Mrs. Rachel Lynde lived just where the Avonlea main road dipped down into a little hollow, fringed with alders and ladies' eardrops and traversed by a brook that had its source away back in the woods of the old Cuthbert place; it was reputed to be an intricate, headlong brook in its earlier course through those woods, with dark secrets of pool and cascade; but by the time it reached Lynde's Hollow it was a quiet, well-conducted little stream, for not even a brook could run past Mrs. Rachel Lynde's door without due regard for decency and decorum; it probably was conscious that Mrs. Rachel was sitting at her window, keeping a sharp eye on everything that passed, from brooks and children up, and that if she noticed anything odd or out of place she would never rest until she had ferreted out the whys and wherefores thereof (p. 1).
Particularly Good Bits:
Here sat Marilla Cuthbert, when she sat at all, always slightly distrustful of sunshine, which seemed to her too dancing and irresponsible a thing for a world which was meant to be taken seriously; and here she sat now, knitting, and the table behind her was laid for supper (p. 4).

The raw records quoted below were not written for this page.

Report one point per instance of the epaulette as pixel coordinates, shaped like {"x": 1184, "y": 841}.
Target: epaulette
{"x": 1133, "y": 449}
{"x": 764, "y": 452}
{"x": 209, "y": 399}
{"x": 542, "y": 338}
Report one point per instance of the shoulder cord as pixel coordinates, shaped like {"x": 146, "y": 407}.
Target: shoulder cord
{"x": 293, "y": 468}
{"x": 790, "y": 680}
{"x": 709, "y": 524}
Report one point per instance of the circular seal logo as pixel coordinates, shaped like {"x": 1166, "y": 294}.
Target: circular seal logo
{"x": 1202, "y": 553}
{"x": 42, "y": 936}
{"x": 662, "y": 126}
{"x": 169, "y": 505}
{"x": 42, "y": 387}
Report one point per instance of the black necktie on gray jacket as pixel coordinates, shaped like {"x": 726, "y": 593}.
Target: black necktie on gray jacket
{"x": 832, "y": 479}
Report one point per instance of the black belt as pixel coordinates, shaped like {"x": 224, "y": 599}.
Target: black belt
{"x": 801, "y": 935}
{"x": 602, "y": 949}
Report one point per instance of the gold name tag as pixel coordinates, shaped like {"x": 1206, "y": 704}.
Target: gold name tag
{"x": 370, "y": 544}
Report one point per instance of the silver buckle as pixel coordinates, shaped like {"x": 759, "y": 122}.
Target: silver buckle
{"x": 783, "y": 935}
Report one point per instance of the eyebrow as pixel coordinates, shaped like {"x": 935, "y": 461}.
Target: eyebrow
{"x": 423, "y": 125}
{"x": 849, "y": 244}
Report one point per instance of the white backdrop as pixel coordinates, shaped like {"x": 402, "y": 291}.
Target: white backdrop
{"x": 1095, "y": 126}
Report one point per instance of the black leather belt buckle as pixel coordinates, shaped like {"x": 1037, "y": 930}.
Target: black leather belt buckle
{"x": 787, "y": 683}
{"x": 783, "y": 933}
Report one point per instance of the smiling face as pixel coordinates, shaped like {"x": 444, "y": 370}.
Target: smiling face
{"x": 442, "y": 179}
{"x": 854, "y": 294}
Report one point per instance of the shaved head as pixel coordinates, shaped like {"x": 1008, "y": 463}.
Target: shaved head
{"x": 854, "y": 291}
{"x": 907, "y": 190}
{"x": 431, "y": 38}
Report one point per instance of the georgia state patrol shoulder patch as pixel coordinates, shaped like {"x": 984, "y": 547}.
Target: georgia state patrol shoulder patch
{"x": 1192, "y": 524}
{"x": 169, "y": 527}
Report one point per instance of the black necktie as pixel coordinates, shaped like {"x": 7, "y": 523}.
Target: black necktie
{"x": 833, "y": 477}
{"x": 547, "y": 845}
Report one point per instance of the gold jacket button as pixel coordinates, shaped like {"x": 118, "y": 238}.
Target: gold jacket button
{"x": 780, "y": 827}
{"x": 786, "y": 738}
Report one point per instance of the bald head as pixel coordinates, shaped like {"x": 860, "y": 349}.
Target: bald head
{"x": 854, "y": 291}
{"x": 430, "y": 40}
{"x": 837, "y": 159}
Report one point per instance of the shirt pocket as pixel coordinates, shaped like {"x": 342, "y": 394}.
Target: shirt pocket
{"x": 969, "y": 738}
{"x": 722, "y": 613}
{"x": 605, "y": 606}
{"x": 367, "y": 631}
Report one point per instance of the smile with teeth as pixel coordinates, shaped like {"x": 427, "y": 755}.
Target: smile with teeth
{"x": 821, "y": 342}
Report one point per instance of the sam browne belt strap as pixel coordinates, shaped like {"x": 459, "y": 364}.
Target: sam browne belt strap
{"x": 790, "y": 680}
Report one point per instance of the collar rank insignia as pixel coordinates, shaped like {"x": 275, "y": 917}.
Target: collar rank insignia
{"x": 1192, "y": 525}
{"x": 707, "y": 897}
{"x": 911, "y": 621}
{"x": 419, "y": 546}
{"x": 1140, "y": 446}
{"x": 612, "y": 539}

Mrs. Rachel felt that she had received a severe mental jolt. She thought in exclamation points (p. 5).
Here and there a wild plum leaned out from the bank like a white-clad girl tiptoeing to her own reflection (p. 19).
"Don't you just love poetry that gives you a crinkly feeling up and down your back?" (p. 41)
Mrs. Rachel was one of those delightful and popular people who pride themselves on speaking their mind without fear or favor (p. 64).
If this was a movie, I would rate it: G for glorious. Perfectly fine for all ages.